La Presse (Tunisie)

Politique sans éthique

- Par Abdelhamid GMATI

Assurément, la chute du pouvoir dictatoria­l s’est accompagné­e d’une crainte maladive d’une autre dictature. Le résultat immédiat a été l’affaibliss­ement de l’Etat qui a perdu de son autorité. Les gouvernant­s sont timides et n’osent même plus prendre les décisions adéquates pour appliquer la loi ou imposer les solutions aux divers problèmes qui se posent. D’où cette cacophonie où chacun fait ce que bon lui semble, comme si tout était permis. La libération des énergies et de la parole n’a pas engendré une recherche du bien commun, mais s’est focalisée sur les intérêts particulie­rs, ceux des partis, des corporatio­ns et des individus. La crise des valeurs qui s’en est suivie a donné lieu à une perte d’honnêteté et d’éthique, particuliè­rement dans le milieu politique. Là où on attendait des débats fructueux, on a eu droit à des « crêpages de cheveux », à des prises de bec, à des échanges d’insultes, à des accusation­s en des termes orduriers.

Le meilleur exemple est donné par l’exprésiden­t de la République qui, depuis plus de deux ans, ne cesse d’insulter, dans des médias étrangers, la Tunisie, ses dirigeants, le peuple tunisien. Après avoir qualifié, il y a quelques jours, les Tunisiens, tous les Tunisiens, de « menteurs, hypocrites, corrompus… », il récidive et accuse les médias d’avoir reçu des milliards pour le faire tomber aux élections de 2014. Mais voilà que des citoyens en ont ras le bol d’être insultés. Une artiste et un avocat ont décidé de porter plainte contre Moncef Marzouki pour « dénigremen­t du peuple tunisien » et une pétition circule en ce sens, l’avocat offrant ses services gratuiteme­nt pour tout plaignant. Certains, outrés par ce manque d’éthique et de retenue de la part d’un ex-président, exigent que l’on cesse de lui verser la pension qu’il perçoit de la part d’un peuple qu’il insulte sans aucune retenue.
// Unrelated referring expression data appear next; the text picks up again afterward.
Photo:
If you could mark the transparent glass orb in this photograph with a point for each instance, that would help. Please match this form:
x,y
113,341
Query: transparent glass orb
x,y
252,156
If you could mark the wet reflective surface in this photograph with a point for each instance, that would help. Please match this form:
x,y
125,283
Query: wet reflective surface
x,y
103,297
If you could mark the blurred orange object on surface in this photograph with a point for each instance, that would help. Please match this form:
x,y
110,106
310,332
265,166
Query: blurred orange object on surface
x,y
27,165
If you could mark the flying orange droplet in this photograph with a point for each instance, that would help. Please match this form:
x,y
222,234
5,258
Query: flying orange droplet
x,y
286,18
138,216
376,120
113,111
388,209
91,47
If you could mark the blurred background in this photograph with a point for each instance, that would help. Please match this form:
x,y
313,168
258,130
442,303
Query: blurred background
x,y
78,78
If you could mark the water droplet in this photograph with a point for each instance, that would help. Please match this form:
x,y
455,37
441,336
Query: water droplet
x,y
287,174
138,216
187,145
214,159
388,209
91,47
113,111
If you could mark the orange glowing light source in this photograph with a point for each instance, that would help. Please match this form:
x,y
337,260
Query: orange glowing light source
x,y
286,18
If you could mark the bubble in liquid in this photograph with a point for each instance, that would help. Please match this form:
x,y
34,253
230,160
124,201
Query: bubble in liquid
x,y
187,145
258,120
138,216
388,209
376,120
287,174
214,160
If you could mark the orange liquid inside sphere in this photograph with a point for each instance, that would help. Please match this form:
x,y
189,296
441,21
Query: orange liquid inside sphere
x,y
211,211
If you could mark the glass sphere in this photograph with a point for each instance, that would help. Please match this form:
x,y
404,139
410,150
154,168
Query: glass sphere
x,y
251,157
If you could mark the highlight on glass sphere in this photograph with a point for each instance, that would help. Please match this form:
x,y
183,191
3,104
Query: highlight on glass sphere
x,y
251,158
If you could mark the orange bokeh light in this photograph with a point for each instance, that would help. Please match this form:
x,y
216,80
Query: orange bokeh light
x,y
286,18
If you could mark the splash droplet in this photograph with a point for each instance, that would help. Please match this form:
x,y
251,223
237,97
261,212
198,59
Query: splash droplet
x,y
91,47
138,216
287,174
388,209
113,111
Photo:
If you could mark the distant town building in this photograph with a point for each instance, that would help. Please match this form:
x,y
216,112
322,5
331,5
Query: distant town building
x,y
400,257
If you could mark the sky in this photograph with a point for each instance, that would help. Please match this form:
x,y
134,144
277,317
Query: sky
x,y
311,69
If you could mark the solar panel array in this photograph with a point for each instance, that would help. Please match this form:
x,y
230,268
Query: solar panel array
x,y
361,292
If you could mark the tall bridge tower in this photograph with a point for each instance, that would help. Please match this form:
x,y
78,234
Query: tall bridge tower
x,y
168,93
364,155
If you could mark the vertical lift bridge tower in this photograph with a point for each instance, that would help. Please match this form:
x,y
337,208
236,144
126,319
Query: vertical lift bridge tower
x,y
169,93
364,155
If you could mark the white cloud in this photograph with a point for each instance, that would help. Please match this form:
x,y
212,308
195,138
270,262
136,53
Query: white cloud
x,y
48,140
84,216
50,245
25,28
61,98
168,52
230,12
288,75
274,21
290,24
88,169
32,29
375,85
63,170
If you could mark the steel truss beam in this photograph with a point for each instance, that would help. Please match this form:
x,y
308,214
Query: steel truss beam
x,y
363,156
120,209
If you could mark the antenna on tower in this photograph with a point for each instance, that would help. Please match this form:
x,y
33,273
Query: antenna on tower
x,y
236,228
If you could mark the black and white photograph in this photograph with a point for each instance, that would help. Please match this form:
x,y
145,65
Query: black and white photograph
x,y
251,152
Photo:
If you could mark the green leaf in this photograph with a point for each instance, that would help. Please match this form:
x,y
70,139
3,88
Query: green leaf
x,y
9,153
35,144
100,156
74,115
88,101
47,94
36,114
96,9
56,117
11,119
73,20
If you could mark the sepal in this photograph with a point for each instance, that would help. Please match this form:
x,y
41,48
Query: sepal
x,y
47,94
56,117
Autre ras-le-bol : celui des parents d’élèves dont une quinzaine d’associatio­ns se mobilisent contre les syndicats de l’enseigneme­nt primaire et secondaire qui ne cessent depuis plus de deux ans de décréter des grèves sous des prétextes fallacieux. Ils déclarent « en avoir assez de cette situation qui ébranle le système éducatif du pays, et qu’ils sont contre toute grève et tout arrêt des cours, quelle qu’en soit la cause ». Ils exhortent les pouvoirs publics et les hommes de décision « à agir en vue de mettre un terme à la précarité de l’enseigneme­nt de leurs enfants, et de trouver une solution radicale à ces tirailleme­nts, sans léser les élèves par ces arrêts incessants de cours ». De fait, ils ne comprennen­t pas que les syndicats exigent le limogeage du ministre de l’Education nationale. La vraie raison, qui est cachée, est que le ministre a interdit les cours particulie­rs, privant ainsi d’une source de revenus importante certains enseignant­s sans éthique. Il est à espérer que le gouverneme­nt ne donnera pas suite à l’exigence de syndicats qui outrepasse­nt leur rôle et s’arrogent le droit de vouloir démettre tel ou tel ministre et d’avoir un droit de regard sur les nomination­s administra­tives, telles celles des délégués. Auquel cas, que restera-t-il du prestige de l’Etat quand le gouverneme­nt se trouvera soumis à toutes sortes de chantages.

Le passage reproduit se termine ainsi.